Japan's major trading house Mitsubishi Corp. is in final negotiations with Royal Dutch Shell Plc as well as two energy companies in China and South Korea on joint production of liquefied natural gas (LNG) in western Canada, a leading Japanese business daily reported Thursday.
With LNG demand surging in Asia, the alliance is aimed at ensuring steady supplies, the Nikkei Shimbun said, adding that Mitsubishi is in talks with Shell, the China National Petroleum Corp. (CNPC) and the Korea Gas Corp. to build an LNG terminal together in the vicinity of Kitimat, British Columbia.

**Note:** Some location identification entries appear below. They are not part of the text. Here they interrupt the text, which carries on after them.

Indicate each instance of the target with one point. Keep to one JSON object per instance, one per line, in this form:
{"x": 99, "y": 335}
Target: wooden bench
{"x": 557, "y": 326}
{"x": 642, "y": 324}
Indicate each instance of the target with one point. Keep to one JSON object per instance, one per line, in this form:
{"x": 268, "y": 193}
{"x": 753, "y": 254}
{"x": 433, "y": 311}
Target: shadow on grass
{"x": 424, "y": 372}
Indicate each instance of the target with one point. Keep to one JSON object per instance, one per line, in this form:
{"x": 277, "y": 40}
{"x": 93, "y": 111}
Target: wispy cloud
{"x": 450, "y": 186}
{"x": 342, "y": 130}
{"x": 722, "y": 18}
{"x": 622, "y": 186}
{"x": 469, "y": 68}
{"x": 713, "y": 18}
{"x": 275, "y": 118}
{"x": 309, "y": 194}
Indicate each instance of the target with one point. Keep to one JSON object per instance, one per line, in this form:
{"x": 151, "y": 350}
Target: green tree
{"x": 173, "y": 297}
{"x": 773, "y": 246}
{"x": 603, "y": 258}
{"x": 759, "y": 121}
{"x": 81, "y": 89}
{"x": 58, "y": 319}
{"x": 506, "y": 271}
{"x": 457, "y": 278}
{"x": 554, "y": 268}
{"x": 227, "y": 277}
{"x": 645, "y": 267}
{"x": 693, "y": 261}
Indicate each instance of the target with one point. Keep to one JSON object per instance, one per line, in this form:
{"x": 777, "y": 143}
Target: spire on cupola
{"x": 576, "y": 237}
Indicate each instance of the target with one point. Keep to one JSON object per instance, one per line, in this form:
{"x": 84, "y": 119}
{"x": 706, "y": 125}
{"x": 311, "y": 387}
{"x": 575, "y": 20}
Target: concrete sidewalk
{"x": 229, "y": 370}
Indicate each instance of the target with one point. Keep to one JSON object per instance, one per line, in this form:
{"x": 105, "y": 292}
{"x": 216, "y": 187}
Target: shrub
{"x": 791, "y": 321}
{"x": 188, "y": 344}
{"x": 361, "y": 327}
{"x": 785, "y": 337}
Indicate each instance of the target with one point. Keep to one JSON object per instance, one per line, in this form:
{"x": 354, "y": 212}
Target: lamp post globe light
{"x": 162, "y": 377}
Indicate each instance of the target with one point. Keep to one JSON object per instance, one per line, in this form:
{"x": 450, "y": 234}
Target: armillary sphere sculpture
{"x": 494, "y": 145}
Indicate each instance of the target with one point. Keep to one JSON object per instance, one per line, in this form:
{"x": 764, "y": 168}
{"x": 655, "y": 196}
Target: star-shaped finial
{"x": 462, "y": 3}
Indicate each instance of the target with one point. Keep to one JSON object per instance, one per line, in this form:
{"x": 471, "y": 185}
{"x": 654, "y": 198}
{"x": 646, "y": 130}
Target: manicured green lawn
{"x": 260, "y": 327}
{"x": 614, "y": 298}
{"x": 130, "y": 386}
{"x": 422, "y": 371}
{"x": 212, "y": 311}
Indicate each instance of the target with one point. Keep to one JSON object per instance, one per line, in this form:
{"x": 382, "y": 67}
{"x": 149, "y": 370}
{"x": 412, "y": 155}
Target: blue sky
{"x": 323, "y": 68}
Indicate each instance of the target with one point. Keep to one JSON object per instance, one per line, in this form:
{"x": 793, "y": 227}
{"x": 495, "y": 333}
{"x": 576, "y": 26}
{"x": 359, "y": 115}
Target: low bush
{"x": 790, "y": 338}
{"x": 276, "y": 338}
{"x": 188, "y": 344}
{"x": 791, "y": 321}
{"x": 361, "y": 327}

Via pipeline, each of the four firms will send to the facility gas collected at Canadian fields to which they own rights, the newspaper said, with poduction slated to begin around 2020, with the companies churning out 12 million tons of LNG a year. The project's total cost is seen exceeding JPY 1 trillion (USD 12.4 billion), and a broad agreement on stakes in the joint venture is expected as early as this month, it said.
The international LNG market has to date been swayed by major producers, such as the Middle East and Australia, but now, production of shale gas is on the rise in North America. A four-way alliance between Japanese, South Korean, and Chinese firms and a resource major will create a new force in the global market.
Mitsubishi, Japan's top handler of LNG, spent JPY 230 billion (USD 2.8 billion) in February to buy a 40 percent interest in a shale gas field from Canada's biggest natural gas company, Encana Corp. Meanwhile, Korea Gas is the world's single largest buyer of LNG among businesses, importing an annual 30 million tons.
The state-run CNPC is involved in developing and producing natural gas as well as purchasing interests in foreign gas fields.